Le montage du film a duré presque deux mois. En fait ça a pris plus de temps que ce que l’on pensait. Chaque fois que l’on commençait une séquence on passait beaucoup plus de temps que prévu dessus. Ce qui est terrible avec le montage, c’est que l’on passe des heures entières à regarder et reregarder les mêmes scènes. On voit ce qu’on a raté : les perches dans le cadre, les mises aux points ratés, les faux raccords. Mais en même temps ce qui est super c’est qu’on peut tout faire au montage. On peut même changer le sens de l’histoire, avec deux trois effets on peut essayer d’arranger au mieux ce que l’on a raté. C’est un peu de la bidouille en fait.

Ce qui a été bien c’est que tout le groupe s’est retrouvé à voir pour la première fois les images qui feront le film. Et c’est devenu très concret ce que l’on a fait. Lorsque l’on a fait une première version (le bout à bout) on a pu voir ce qui marchait et ce qui ne marchait pas. Très vite on a compris qu’on devait couper certaines scènes du film parce qu’elles ne collaient pas avec le reste du film. Par exemple, alors que notre film faisait 13 minutes au départ (sans générique), il fait maintenant 8 minutes 30 (avec le générique) mais c’est pour le mieux. Finalement il valait bien mieux rationaliser l’histoire, qu’essayer à tout prix de garder tout ce qu’on avait filmé. Mais ça m’a pris du temps de comprendre ça.

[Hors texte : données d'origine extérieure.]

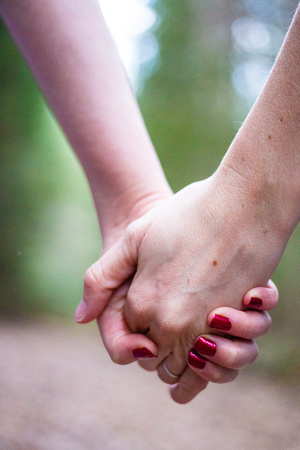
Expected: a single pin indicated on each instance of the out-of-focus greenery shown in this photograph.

Une scène en particulier m’a permis de comprendre ça. C’est la scène chez Mika. Le tournage de cette scène ne s’était pas très bien passé. Et lorsque l’on a dérushé on a réalisé qu’il y avait beaucoup, beaucoup, beaucoup, de faux raccords. Parfois il y a du thé sur la table, d’autres fois non, des fois Mika est debout, d’autres fois il est assis. Parce que je n’avais pas bien dirigé les acteurs, il y avait plusieurs regards caméras. Et pour cette raison le montage de la scène comme on l’avait prévu sur le scénario était un casse-tête chinois. Parce que l’on avait un regard subjectif sur le film on ne voyait pas comment s’en sortir, chaque phrase nous paraissait nécessaire. Finalement c’est Nicolas (notre professeur) qui nous a aidés. Il a tout simplement coupé la moitié de la scène. Elle qui faisait 2 minutes 30 au départ n’en fait plus que 50 secondes maintenant. Et c’est pour le mieux, évidemment ce n’est pas la meilleure scène de notre film, mais elle a une logique et on comprend ce qui s’y passe. Je pense que le montage de cette scène est celui qui nous a pris le plus de temps. Maintenant j’ai compris qu’il ne faut pas toujours s’accrocher désespéramment au scénario mais plutôt s’adapter. Je pense aussi qu’il faut avoir un regard extérieur et objectif sur ce que l’on fait. En effet lorsque l’on passe plus de 10 heures sur un projet (on a toutes depuis longtemps dépassé ce quota en montage), on ne peut plus avoir un regard objectif sur celui-ci.

Ce qui a été intéressant dans le montage, c’est que cette fois-ci on n’était pas en groupe de quatre à monter mais plutôt par deux ou tout seul. On s’est relayé sur nos heures de libres au lycée pour travailler dessus. Et du coup à chaque fois qu’on rouvrait la timeline on ne savait jamais ce qui avait changé, et c’est toujours la surprise. Mais c’est ce qui rend le montage collectif si sympa, chacun a mis un peu de sa patte sur ce projet.